Audi calls the new feature Green Light Optimized Speed Advisory, or GLOSA, which tells drivers how to moderate their speed to minimize red light stops. If you recall, some 2017 and 2018 Audi models have built-in vehicle-to-infrastructure (V2I) technology that allows them to receive information from a centralized traffic light management system through the car’s built-in 4G LTE hot spot. Essentially, a sensor installed in the traffic light “talks” to the car and tells it how much time is left before a red light turns green.

Using traffic signal information and the current position of a vehicle, Audi owners will now see a speed recommendation displayed on the screen behind the steering wheel. The distance to stop, the speed limit for the geographic area, and the timing for the specific traffic signal, are all used to calculate the speed recommendation displayed to the driver.

Audi says the GLOSA feature is designed to help reduce the stress associated with being stuck in traffic.

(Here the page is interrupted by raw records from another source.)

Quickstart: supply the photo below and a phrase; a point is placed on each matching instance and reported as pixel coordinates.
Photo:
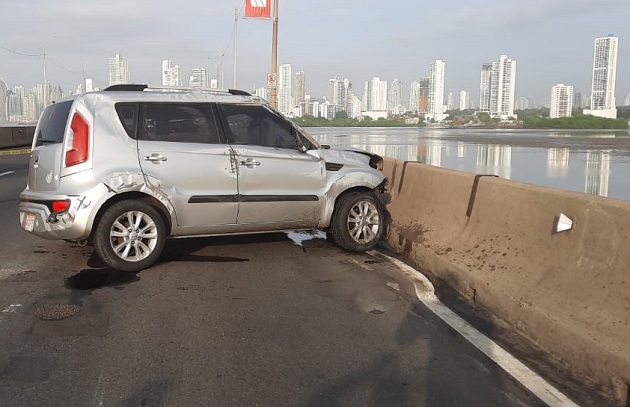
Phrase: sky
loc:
(551, 40)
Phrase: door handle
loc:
(155, 158)
(250, 162)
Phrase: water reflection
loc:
(580, 161)
(597, 173)
(558, 162)
(496, 160)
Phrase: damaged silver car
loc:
(130, 166)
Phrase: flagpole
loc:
(274, 54)
(235, 44)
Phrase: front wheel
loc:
(357, 223)
(130, 236)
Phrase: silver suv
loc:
(129, 166)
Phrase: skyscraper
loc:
(436, 91)
(464, 100)
(118, 70)
(500, 86)
(484, 88)
(375, 95)
(285, 93)
(561, 101)
(394, 97)
(170, 74)
(604, 78)
(300, 92)
(198, 78)
(423, 103)
(4, 92)
(414, 96)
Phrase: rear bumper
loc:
(72, 224)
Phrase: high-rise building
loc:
(394, 97)
(375, 95)
(523, 103)
(450, 101)
(170, 74)
(579, 100)
(604, 78)
(285, 93)
(436, 91)
(198, 78)
(423, 103)
(300, 92)
(561, 101)
(118, 70)
(464, 100)
(337, 93)
(4, 92)
(484, 88)
(414, 96)
(502, 87)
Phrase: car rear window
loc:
(52, 124)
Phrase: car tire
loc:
(358, 222)
(130, 236)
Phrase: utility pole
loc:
(274, 54)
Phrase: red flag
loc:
(257, 8)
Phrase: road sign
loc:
(271, 80)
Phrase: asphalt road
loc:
(245, 321)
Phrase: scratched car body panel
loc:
(127, 167)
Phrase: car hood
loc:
(350, 156)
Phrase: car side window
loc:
(256, 125)
(178, 122)
(128, 115)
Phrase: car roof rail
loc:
(239, 92)
(127, 87)
(131, 87)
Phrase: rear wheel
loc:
(130, 236)
(357, 224)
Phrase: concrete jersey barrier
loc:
(568, 292)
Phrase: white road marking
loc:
(99, 393)
(527, 377)
(11, 308)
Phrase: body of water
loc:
(593, 162)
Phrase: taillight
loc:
(79, 145)
(60, 206)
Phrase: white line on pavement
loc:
(11, 308)
(527, 377)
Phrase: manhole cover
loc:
(55, 312)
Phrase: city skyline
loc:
(361, 40)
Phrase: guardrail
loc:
(16, 136)
(497, 243)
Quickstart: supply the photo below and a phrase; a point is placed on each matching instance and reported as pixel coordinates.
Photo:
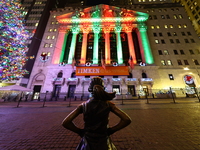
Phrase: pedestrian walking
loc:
(96, 133)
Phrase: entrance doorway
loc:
(56, 91)
(145, 89)
(71, 90)
(36, 92)
(116, 88)
(131, 90)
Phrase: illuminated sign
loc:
(97, 71)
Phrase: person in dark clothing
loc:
(96, 132)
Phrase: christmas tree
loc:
(13, 37)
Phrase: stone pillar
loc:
(107, 44)
(128, 29)
(96, 30)
(144, 44)
(64, 46)
(84, 45)
(119, 44)
(75, 31)
(60, 44)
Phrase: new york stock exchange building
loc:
(105, 41)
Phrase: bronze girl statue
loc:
(96, 132)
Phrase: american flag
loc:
(73, 63)
(130, 61)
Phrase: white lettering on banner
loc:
(88, 70)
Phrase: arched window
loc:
(60, 74)
(144, 75)
(130, 75)
(73, 75)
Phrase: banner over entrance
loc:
(99, 71)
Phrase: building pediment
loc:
(102, 13)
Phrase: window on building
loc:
(192, 40)
(177, 41)
(182, 52)
(53, 37)
(193, 12)
(160, 34)
(186, 40)
(157, 41)
(171, 76)
(183, 33)
(169, 34)
(163, 62)
(191, 52)
(166, 52)
(197, 8)
(169, 62)
(160, 52)
(171, 26)
(174, 34)
(154, 17)
(197, 51)
(195, 62)
(167, 16)
(48, 37)
(175, 52)
(163, 41)
(158, 27)
(59, 75)
(171, 40)
(175, 16)
(189, 33)
(186, 62)
(179, 62)
(46, 45)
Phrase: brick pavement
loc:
(160, 125)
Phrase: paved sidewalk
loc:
(159, 125)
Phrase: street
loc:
(160, 124)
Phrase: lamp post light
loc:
(45, 98)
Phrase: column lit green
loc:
(119, 45)
(63, 47)
(145, 43)
(96, 30)
(75, 31)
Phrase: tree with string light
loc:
(13, 38)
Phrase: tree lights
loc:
(12, 41)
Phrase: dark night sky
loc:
(97, 2)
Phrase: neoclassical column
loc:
(128, 30)
(144, 44)
(96, 30)
(107, 44)
(64, 46)
(75, 31)
(119, 44)
(84, 45)
(60, 44)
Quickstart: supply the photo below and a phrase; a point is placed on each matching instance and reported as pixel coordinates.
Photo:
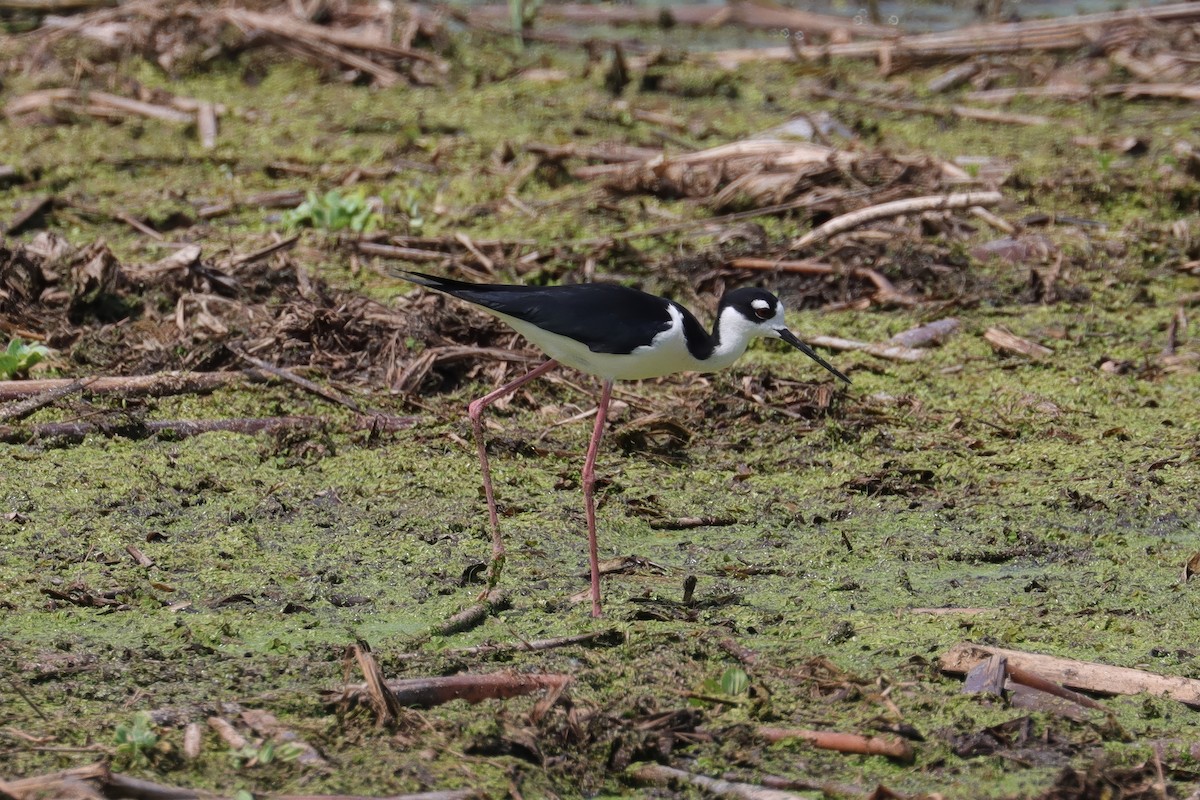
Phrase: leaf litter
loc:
(882, 238)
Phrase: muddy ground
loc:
(795, 553)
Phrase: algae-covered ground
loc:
(1038, 504)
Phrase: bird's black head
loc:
(750, 312)
(756, 305)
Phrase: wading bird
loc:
(615, 334)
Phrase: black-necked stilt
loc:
(615, 334)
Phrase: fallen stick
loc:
(942, 112)
(156, 385)
(427, 692)
(894, 209)
(1085, 675)
(609, 637)
(123, 786)
(1005, 37)
(1083, 91)
(383, 702)
(660, 774)
(289, 28)
(1008, 342)
(331, 395)
(136, 429)
(887, 290)
(829, 788)
(928, 335)
(444, 794)
(891, 352)
(21, 409)
(46, 785)
(845, 743)
(468, 618)
(1026, 678)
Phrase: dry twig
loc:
(1086, 675)
(844, 743)
(894, 209)
(720, 787)
(1005, 340)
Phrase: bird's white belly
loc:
(665, 355)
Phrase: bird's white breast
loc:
(665, 355)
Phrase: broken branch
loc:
(1085, 675)
(894, 209)
(845, 743)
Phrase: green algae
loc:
(1055, 497)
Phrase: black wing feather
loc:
(634, 317)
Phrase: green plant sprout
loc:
(18, 358)
(334, 211)
(264, 752)
(136, 741)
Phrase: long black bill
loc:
(790, 337)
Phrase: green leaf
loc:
(735, 681)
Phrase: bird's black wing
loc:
(628, 320)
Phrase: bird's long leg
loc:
(475, 411)
(589, 481)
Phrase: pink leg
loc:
(475, 411)
(589, 480)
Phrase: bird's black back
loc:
(631, 318)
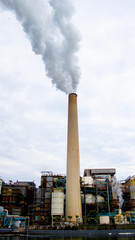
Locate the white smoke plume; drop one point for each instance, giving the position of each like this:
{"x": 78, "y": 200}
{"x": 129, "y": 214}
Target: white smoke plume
{"x": 47, "y": 24}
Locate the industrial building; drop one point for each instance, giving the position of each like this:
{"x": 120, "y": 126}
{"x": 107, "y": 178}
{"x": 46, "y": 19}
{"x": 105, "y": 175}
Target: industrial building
{"x": 45, "y": 205}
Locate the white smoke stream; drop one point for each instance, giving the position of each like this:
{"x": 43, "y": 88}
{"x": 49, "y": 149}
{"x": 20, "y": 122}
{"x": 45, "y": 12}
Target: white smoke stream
{"x": 52, "y": 35}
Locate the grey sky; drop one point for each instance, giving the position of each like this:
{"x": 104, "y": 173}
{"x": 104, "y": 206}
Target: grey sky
{"x": 33, "y": 114}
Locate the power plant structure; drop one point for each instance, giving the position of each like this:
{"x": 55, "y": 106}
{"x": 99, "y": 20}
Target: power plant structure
{"x": 73, "y": 193}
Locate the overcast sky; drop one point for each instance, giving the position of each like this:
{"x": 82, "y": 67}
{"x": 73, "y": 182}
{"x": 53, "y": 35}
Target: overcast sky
{"x": 33, "y": 113}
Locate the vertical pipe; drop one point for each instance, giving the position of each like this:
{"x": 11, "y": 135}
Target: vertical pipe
{"x": 73, "y": 193}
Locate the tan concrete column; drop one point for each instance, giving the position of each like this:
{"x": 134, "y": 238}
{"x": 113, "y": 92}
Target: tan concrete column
{"x": 73, "y": 193}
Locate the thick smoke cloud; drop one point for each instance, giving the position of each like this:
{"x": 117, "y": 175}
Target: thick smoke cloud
{"x": 52, "y": 35}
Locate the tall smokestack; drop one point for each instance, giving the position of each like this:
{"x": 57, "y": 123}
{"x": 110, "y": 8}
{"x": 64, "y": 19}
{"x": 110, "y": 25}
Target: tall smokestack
{"x": 73, "y": 193}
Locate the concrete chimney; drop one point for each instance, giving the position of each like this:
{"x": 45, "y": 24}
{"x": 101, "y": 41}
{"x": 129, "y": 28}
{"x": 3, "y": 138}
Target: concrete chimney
{"x": 73, "y": 193}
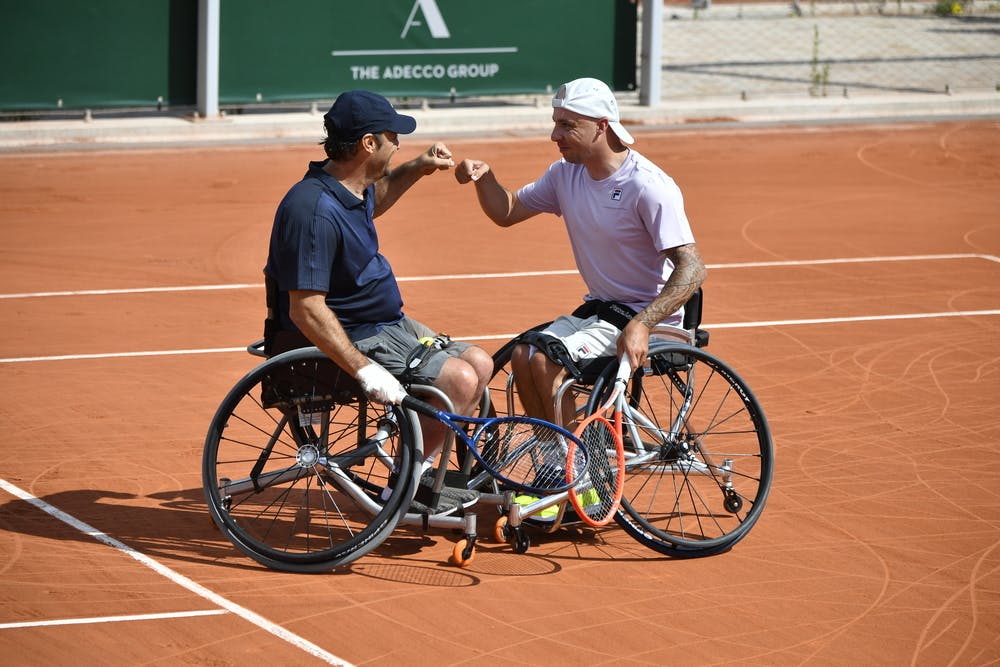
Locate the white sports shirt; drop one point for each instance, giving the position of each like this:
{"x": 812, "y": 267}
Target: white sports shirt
{"x": 617, "y": 226}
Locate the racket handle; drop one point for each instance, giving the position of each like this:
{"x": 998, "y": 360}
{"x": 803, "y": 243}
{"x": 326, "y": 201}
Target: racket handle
{"x": 417, "y": 405}
{"x": 624, "y": 371}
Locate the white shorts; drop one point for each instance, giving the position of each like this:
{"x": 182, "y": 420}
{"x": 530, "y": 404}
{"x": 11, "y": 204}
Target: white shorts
{"x": 592, "y": 337}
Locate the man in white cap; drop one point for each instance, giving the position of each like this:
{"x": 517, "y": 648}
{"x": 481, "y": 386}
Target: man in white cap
{"x": 630, "y": 237}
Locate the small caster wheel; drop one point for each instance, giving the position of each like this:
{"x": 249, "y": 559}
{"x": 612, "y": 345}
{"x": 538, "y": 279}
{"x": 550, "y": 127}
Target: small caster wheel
{"x": 464, "y": 552}
{"x": 733, "y": 503}
{"x": 521, "y": 541}
{"x": 502, "y": 531}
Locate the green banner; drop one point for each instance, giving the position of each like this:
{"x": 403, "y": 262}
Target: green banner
{"x": 70, "y": 54}
{"x": 428, "y": 48}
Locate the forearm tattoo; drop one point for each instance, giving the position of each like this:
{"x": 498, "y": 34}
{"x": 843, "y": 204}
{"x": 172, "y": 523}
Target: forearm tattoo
{"x": 688, "y": 274}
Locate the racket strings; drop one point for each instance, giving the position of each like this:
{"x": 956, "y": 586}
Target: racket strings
{"x": 596, "y": 495}
{"x": 530, "y": 455}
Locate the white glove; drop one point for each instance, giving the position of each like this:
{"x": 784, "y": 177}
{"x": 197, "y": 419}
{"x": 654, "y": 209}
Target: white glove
{"x": 380, "y": 385}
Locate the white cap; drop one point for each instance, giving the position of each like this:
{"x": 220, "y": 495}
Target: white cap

Survey data from the AAA Foundation for Traffic Safety shows that the average American driver spends nearly 300 hours a year behind the wheel, the equivalent to seven 40-hour weeks at the office. Providing drivers with additional information, such as green light optimized speed advisories, can help reduce anxiety and improve a driver’s comfort during their time behind the wheel.

The automaker first released the technology in 2016 in Las Vegas, and it’s since spread to 4,700 intersections in more than a dozen cities, including Dallas, Denver, Gainesville, Houston, Kansas City, Las Vegas, Los Angeles, New York City, Orlando, Phoenix, Portland, San Francisco, and Washington, DC and northern Virginia.

This is a step toward the connected city that some other automakers and companies have been touting as the way forward. While that may be a vision for the more distant future, the ability to see if a traffic light is going to turn green in a matter of seconds seems like a convenience that is much more attainable now.

Hopefully, Audi owners won’t abuse the power that comes with being able to prognosticate when all the lights will turn green by driving recklessly or endangering the lives of other drivers and pedestrians.